Der Weihnachtsmarkt im Stadtteil Ginsheim, der am 3. Adventswochenende hätte stattfinden sollen, ist abgesagt. BYC-News sprach mit Klaus Metzger, dem 1. Vorsitzenden der Sport- und Kulturgemeinschaft Ginsheim e.V. darüber.


„Das Risiko wollten wir nicht eingehen“

„Wir haben uns am Mittwoch intern unterhalten und haben am Mittwochabend alle beteiligten Vereine eingebunden. Schließlich ist die Entscheidung dann gestern Abend gefallen. Die aktuelle Infektionslage gibt es unseren Erachtens einfach nicht her, einen Weihnachtsmarkt zu veranstalten. Der Weihnachtsmarkt hätte ja erst in drei Wochen stattgefunden und bis dahin wird der exponentielle Anstieg der Zahlen auch Ginsheim-Gustavsburg nicht verschonen. Das Risiko wollten wir nicht eingehen, sowohl zum Schutz unserer Vereinsmitglieder als auch der Besucher“, erklärt Metzger.

Die Planung für den Weihnachtsmarkt war bereits abgeschlossen. Im Außenbereich am Altrheinufer hätte die 3G-Regelung gegolten. Im Innenbereich des evangelischen Gemeindehauses, wo einige Kunsthandwerker ihre Waren verkauft hätten, wäre die 2G-Regelung geplant gewesen. Insgesamt waren 20 Kunstaussteller sowie 11 Essens- und Getränkestände geplant.

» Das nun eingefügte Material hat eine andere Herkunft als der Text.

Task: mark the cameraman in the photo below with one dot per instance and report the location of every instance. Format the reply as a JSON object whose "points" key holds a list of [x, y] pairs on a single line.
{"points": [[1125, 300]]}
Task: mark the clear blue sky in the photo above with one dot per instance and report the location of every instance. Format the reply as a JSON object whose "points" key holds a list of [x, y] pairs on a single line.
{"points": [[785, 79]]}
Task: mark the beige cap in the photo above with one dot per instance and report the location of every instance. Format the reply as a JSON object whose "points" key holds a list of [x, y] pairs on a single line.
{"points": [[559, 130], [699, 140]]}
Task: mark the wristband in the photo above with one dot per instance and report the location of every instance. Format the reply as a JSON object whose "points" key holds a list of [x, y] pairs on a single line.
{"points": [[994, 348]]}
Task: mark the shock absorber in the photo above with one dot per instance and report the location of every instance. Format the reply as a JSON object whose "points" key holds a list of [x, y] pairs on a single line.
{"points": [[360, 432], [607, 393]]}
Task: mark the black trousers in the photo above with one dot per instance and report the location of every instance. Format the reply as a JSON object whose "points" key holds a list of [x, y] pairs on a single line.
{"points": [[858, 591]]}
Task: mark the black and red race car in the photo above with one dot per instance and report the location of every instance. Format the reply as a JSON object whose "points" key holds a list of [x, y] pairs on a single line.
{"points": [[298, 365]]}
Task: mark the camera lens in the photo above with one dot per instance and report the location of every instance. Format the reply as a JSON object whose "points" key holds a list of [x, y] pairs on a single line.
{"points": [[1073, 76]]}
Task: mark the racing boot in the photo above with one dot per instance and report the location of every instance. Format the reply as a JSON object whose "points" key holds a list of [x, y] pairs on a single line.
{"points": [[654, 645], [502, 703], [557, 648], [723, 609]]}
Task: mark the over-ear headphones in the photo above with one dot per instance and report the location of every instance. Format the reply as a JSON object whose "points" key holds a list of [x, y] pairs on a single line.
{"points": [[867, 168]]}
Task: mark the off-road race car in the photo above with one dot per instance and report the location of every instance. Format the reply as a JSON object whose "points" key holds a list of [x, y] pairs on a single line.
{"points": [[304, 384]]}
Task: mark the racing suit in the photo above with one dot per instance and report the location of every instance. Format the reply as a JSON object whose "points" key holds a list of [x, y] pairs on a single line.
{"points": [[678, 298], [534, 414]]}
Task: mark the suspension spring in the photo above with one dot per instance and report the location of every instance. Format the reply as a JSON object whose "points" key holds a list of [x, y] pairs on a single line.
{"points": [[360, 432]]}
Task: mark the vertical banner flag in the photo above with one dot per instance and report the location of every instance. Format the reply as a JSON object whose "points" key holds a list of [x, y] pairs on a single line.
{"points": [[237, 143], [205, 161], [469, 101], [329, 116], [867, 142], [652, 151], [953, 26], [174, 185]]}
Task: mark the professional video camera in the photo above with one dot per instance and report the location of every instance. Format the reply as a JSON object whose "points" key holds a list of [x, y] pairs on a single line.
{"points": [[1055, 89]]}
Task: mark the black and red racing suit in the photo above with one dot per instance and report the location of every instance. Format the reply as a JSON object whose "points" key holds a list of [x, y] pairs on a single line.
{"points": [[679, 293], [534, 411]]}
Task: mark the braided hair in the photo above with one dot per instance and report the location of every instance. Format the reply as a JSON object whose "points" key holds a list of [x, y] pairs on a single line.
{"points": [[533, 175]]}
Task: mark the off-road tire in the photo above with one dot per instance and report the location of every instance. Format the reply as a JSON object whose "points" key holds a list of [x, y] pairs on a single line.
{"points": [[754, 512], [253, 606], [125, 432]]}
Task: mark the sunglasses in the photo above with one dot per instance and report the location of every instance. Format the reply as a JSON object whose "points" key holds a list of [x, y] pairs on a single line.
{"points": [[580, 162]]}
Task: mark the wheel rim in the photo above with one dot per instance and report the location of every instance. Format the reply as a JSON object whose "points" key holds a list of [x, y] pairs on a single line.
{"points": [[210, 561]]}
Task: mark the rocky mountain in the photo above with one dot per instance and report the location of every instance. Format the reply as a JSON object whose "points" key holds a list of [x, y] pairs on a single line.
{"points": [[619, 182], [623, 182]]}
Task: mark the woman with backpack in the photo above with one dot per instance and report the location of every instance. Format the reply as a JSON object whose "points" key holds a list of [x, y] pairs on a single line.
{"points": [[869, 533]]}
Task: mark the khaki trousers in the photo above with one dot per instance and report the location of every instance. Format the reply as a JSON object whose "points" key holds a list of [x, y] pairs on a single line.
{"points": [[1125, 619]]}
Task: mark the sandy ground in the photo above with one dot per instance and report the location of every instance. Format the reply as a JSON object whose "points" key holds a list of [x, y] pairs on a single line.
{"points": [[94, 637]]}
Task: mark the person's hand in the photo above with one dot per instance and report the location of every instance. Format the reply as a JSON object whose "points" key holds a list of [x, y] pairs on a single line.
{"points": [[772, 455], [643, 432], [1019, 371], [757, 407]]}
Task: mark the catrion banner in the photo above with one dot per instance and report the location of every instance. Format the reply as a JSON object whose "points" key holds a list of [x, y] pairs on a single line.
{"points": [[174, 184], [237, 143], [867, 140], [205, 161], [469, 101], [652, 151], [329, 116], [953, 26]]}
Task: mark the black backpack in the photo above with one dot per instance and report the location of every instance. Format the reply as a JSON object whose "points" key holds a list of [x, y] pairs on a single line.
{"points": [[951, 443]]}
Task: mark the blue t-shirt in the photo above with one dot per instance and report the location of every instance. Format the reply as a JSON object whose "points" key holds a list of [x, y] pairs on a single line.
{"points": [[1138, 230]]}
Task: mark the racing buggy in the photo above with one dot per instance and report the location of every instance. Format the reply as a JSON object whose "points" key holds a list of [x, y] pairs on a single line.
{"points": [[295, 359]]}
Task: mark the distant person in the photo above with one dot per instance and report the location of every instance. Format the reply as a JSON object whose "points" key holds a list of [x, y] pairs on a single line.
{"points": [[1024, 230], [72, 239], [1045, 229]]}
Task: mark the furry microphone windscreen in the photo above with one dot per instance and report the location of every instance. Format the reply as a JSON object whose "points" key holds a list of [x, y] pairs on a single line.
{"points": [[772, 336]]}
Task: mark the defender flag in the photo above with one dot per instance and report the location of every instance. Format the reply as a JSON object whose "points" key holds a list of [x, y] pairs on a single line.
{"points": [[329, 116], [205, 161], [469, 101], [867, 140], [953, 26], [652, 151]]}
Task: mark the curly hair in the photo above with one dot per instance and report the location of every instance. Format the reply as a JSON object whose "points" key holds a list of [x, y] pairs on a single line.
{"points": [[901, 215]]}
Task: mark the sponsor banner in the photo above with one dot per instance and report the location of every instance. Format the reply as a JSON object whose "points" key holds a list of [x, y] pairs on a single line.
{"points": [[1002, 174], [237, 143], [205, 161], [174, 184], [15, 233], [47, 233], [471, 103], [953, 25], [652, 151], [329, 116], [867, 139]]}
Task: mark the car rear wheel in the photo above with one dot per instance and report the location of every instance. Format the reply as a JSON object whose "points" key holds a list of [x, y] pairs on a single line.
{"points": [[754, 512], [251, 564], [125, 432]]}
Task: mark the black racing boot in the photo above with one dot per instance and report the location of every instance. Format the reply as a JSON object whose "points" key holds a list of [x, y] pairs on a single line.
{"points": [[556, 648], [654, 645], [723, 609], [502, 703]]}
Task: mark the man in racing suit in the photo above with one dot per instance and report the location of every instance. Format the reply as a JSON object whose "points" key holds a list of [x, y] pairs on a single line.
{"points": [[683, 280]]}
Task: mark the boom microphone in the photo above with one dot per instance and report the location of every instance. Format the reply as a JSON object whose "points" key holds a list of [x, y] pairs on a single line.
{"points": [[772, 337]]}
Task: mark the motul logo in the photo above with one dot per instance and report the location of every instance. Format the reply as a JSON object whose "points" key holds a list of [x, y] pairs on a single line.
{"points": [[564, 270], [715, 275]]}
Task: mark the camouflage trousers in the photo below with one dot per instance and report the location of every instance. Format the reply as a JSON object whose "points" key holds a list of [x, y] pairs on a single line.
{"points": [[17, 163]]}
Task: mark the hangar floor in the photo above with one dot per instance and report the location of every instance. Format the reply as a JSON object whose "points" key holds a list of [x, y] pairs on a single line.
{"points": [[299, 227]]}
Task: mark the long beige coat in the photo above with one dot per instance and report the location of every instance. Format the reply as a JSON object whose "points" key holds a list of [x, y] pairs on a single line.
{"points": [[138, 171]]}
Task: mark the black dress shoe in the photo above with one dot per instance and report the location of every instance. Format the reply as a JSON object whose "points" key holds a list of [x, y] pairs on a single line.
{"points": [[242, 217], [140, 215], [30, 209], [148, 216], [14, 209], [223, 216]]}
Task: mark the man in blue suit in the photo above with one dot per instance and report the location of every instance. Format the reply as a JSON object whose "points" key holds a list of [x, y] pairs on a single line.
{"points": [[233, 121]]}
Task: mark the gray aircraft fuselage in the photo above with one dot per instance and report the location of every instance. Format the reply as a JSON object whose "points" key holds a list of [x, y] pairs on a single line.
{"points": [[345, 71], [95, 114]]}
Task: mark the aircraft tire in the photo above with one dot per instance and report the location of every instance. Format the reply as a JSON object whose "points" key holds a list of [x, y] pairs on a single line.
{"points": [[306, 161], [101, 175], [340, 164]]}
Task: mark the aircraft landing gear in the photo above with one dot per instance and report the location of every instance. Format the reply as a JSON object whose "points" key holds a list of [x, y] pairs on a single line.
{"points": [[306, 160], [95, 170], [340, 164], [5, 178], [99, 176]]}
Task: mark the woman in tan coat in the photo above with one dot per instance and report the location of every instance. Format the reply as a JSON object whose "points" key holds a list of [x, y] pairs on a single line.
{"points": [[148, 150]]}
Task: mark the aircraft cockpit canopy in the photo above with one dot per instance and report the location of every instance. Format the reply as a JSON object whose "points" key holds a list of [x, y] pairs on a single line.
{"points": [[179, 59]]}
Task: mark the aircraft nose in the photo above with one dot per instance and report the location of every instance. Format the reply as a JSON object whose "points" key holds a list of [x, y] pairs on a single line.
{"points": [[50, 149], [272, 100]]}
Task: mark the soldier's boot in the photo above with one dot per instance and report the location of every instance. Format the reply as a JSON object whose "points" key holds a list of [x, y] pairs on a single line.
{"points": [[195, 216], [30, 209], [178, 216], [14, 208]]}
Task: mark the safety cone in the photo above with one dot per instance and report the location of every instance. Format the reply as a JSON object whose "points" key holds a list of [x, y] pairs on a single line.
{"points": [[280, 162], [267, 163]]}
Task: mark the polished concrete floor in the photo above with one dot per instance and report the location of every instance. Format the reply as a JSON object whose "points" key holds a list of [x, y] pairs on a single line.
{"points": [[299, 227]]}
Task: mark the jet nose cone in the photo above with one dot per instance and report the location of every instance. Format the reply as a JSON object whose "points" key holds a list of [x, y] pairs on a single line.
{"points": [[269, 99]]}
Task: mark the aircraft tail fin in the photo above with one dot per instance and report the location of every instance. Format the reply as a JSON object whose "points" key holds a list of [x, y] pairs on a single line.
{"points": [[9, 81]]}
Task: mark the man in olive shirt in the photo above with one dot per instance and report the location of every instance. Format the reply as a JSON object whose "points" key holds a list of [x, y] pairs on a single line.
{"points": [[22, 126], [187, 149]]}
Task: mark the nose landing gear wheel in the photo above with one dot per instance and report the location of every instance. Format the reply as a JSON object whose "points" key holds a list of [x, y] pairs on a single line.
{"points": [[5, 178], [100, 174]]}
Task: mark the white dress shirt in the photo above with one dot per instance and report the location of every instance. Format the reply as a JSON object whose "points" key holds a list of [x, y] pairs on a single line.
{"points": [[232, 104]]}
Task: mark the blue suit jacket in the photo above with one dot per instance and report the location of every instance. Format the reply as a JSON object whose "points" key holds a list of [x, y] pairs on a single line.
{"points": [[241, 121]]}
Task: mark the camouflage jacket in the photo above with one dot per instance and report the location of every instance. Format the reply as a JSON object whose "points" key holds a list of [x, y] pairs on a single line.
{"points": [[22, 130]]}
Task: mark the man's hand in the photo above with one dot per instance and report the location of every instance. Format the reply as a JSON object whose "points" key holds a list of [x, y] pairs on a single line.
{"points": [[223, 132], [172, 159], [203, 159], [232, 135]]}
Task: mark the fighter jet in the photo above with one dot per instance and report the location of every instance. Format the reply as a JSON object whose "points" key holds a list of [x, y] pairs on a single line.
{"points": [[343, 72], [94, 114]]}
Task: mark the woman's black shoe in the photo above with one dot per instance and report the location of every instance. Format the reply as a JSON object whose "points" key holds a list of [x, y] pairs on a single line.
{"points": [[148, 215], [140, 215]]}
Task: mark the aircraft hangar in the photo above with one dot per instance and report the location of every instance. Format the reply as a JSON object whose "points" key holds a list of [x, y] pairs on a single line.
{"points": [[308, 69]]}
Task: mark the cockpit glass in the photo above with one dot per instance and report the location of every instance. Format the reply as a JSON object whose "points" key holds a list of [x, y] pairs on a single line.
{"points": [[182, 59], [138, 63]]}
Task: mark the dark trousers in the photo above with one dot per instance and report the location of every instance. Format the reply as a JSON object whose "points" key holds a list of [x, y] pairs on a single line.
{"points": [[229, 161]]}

„Finanzielle Folgen sind noch tragbar“

„Die unmittelbaren Kostenfolgen sind aktuell für die Vereine als auch für die SKG noch tragbar. Natürlich ist es aber schade, dass die Vereine jetzt keine Einnahmen generieren können, welche die Vereinskassen etwas aufgepeppt hätten. Auch die Kunsthandwerker haben ihre Waren natürlich weitestgehend fertig gehabt. Die bleiben jetzt auf ihren Waren sitzen“, so Metzger.

Die Entscheidung sei einvernehmlich durch einen Ausschuss bestehend aus Mitgliedsvereinen des SKG, Kirchengemeinden und Pfadfinderbeteiligten getroffen worden. „Alle waren sich einig, dass wir den Weihnachtsmarkt unter den gegebenen Bedingungen absagen müssen“, erklärt er abschließend.